De pronto, levantó la vista y vio como el sacerdote revoleaba el látigo, y estimó que los pinches iban a clavarse en su cabeza, pero instintivamente se agachó y los pinches se clavaron en el costado derecho de la cabeza del sacerdote. Cathy pudo ver como el hombre se agarraba el cráneo con ambas manos, le brotaba sangre del cuello y le colgaba el ojo derecho entre los dedos. Se desplomó al suelo de dolor. Cathy lo miró con una mezcla de angustia, pero de satisfacción al mismo tiempo. Recordó en segundos las veces que había sido violada por ese hombre, a quien nunca le había importado lo que ella sintiera. Juntó coraje y pateó los pinches con su pie, de tal manera como para que el sacerdote terminara desangrándose rápidamente.

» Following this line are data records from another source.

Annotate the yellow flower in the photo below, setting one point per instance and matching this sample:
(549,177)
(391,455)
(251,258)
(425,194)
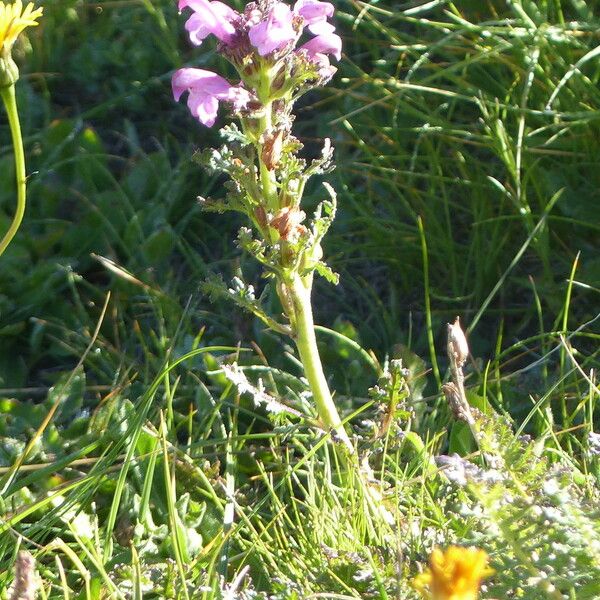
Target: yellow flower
(13,19)
(455,574)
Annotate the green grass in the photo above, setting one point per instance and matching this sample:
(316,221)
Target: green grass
(467,183)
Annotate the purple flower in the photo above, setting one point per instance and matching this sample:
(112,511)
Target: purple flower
(315,14)
(206,89)
(209,17)
(275,31)
(328,43)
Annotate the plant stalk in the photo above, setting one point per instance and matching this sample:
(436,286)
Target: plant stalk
(306,342)
(10,104)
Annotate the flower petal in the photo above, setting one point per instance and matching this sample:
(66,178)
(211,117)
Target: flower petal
(273,32)
(209,17)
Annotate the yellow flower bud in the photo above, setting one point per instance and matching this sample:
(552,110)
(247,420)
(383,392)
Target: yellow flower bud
(13,20)
(453,574)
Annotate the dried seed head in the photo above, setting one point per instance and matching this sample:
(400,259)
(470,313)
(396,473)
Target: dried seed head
(458,349)
(24,586)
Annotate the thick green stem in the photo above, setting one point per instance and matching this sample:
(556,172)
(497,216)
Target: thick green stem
(10,104)
(304,335)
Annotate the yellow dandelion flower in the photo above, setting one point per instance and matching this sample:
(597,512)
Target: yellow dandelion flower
(13,19)
(454,574)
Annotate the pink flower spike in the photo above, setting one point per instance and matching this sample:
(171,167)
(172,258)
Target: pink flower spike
(273,32)
(209,17)
(206,89)
(324,44)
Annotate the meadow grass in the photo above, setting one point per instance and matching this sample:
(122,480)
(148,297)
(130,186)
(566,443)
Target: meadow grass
(466,138)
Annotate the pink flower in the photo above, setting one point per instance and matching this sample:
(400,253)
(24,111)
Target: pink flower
(206,89)
(315,14)
(209,17)
(275,31)
(327,43)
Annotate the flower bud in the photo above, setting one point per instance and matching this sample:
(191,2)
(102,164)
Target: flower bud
(458,349)
(288,223)
(9,72)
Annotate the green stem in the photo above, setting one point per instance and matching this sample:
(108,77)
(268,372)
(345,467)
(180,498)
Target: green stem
(267,178)
(306,341)
(10,104)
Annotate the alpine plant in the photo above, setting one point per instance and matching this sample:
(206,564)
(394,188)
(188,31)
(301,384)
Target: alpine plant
(279,53)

Luego se tiró al piso y se puso a llorar desconsoladamente.
-Está todo bien, ya todo terminó -le dijo una voz que desconocía por completo.
Levantó la vista y vio a la guardia de la sala de pinturas Europeas, la galería 250, que la miraba con una sonrisa cálida y afectuosa. Cathy observó a su alrededor y la sala estaba vacía, excepto por ellas dos, y se encontraba tirada sobre el piso, junto al asiento, sobre un charco de agua que, al parecer, sería su propia orina.
-Ya está. Todo va a cambiar ahora. Esto era lo que necesitabas -le dijo la cuidadora, mientras la ayudaba a ponerse de pie.
Cathy observaba la escena y no entendía absolutamente nada. Sin embargo, era la primera vez que luego de esas pesadillas sentía un alivio profundo.
Se acomodó la ropa y el cabello, le pidió disculpas a la cuidadora por el charco de orina en el piso, y salió caminando lentamente, exhibiendo una mezcla de vergüenza y ganas de reírse a carcajadas, al mismo tiempo.
Salió del museo por la puerta principal, y se sentó sobre uno de los setenta y dos escalones que Rocky Balboa alguna vez hiciera inmortal. Tomó una bocanada de aire, y observó la vista majestuosa de la ciudad. No sabía qué le estaba pasando, pero sentía como muchas ganas de subirse a su automóvil e ir a abrazar a sus padres.
Y así lo hizo. Y se quedaron los tres abrazados por mucho tiempo, sabiendo que algo había cambiado para siempre.